II. Standard of Review
Our review of modification proceedings is de novo. In re Marriage of Zabecki, 389 N.W.2d 396, 398 (Iowa 1986). We review the district court's award of attorney fees for abuse of discretion. In re Marriage of Guyer, 522 N.W.2d 818, 822 (Iowa 1994).
A court should grant modification of a care arrangement only when the moving party can establish the conditions of the arrangement have changed in such a substantial and material way that the modification is in the best interests of the child. In re Marriage of Grantham, 698 N.W.2d 140, 146 (Iowa 2005). The moving party must also show they would parent in a more effective way than the custodial parent. Id. The changed circumstances must be both permanent and not contemplated at the time the decree was entered. In re Marriage of Frederici, 338 N.W.2d 156, 158 (Iowa 1983). A heavy burden is placed upon a party seeking modification. Id.
We agree with the district court that Meyers has failed to carry his burden. Olson has made mistakes as a parent; however the circumstances are not so serious as to require modification. The abuse complaint, while serious, was found to be an isolated incident. We also agree with the district court that Olson's frequent moves, while appearing unstable in the aggregate, are understandable and less concerning when viewed individually. Each move was an attempt to improve the child's living conditions, or was a temporary move to prepare for a more permanent living situation. The two exceptions are the move resulting from Olson's separation from her husband and the move necessitated by Meyer's reduction in child support, which left Olson unable to afford her rent. The moves do not require modification.

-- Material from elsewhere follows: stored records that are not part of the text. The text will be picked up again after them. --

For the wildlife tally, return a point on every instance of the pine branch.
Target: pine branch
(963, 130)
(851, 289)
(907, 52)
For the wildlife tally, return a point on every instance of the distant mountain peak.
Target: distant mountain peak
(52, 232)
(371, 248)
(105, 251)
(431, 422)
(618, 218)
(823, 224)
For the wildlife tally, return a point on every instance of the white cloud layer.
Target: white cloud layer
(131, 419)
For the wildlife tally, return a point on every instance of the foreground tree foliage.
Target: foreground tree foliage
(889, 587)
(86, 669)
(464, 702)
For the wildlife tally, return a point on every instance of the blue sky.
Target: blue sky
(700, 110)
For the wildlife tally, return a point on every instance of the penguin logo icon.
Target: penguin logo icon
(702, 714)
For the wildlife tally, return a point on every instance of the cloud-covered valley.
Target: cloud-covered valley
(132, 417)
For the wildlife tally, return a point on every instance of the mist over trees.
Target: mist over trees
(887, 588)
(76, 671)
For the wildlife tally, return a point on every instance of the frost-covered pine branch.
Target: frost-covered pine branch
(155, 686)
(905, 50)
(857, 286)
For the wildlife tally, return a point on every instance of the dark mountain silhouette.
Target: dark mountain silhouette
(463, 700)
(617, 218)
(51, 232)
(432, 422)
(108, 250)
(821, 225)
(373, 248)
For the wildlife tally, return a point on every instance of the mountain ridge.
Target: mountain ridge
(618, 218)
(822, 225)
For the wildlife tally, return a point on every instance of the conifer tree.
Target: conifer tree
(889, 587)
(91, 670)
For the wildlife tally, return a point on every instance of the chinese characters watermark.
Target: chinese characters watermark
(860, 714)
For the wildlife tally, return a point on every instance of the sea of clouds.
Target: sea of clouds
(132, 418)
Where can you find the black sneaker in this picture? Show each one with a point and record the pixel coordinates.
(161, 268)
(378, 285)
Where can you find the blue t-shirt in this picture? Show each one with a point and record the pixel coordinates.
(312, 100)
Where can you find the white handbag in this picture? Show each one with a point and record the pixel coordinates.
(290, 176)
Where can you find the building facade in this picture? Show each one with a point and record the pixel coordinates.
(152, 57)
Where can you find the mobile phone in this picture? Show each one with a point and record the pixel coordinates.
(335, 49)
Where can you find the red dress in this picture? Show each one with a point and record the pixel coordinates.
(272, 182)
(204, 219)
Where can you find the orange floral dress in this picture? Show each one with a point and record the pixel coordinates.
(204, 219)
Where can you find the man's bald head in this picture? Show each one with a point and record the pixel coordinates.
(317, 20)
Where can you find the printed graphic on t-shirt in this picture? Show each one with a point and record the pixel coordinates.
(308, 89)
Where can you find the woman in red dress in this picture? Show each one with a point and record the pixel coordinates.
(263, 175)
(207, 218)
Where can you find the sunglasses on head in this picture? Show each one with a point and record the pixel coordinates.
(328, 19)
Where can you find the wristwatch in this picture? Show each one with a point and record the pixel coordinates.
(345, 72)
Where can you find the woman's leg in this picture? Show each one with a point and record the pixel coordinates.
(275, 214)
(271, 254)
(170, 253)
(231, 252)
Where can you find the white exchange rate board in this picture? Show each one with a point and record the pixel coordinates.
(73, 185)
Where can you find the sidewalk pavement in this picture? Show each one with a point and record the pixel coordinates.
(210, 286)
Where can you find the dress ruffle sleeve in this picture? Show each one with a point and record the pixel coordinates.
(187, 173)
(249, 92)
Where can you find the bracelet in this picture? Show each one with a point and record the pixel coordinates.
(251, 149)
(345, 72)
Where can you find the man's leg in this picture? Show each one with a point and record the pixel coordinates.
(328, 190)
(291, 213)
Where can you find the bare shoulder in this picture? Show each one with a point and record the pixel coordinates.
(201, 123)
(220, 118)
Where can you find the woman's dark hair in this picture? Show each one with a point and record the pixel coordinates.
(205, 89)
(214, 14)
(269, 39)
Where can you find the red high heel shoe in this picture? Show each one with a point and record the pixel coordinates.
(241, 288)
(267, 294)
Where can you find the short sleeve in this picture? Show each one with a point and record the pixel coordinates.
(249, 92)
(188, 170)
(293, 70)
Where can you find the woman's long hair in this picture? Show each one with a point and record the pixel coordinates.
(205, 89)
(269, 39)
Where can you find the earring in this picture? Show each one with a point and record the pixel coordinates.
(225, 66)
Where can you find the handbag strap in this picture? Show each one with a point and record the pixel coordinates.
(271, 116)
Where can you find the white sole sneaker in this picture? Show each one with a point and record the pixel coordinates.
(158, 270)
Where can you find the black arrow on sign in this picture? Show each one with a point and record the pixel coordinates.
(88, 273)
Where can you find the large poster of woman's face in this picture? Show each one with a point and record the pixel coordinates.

Meyers also presented evidence, mostly hearsay, regarding the child's behavior and state of mind. Meyers contends the child's behavior is negatively impacted by the mother. Olson presented evidence that the child is doing well in school, is sociable, and acts in a manner appropriate for the child's age. The district court was in the best position to assess the credibility of witnesses and was unconcerned with Meyers's allegations. We agree. The people with regular interactions with the child presented a picture that does not require modification. Having failed to show a substantial and material change in circumstances that requires modification, we agree with the district court that the present custody arrangement should continue.
B. Attorney Fees
The district court has considerable discretion in awarding attorney fees. Guyer, 522 N.W.2d at 822. The fees, which must be reasonable, depend primarily upon the relative abilities of the parties to pay. Id. We also consider whether the party was forced to come to court. Id. Our supreme court has upheld awards of attorney fees where one party dramatically out earns the other and the recovering party struggles to cover living expenses. See In re Marriage of Geil, 509 N.W.2d 738, 743 (Iowa 1993).
Meyers argues the district court abused its discretion by not explicitly stating the fees awarded to Olson were fair and reasonable. We find the fees awarded were fair and reasonable. Olson earns just more than one-third of Meyer's yearly income. She works every hour available to provide for the child, and has had to move in the past because she was unable to afford housing.
Despite her financial hardships, she was forced to defend a modification action. Meyers was ordered to pay only a portion of Olson's attorney fees. Though we recognize Meyer's ongoing financial obligations to his other children, we find the award of attorney fees by the district court was fair, reasonable, and justified.
Both parties ask for an award of appellate attorney fees. Our decision is guided by the relative needs, the ability to pay, and the relative merits of each party's position on appeal. Id. We find Meyers is able to pay a portion of Olson's appellate attorney fees. Requiring Olson to pay all of her appellate attorney fees or to pay Meyers's appellate attorney fees would work a further economic hardship on her. Meyers is ordered to pay $2000 of Olson's appellate attorney fees.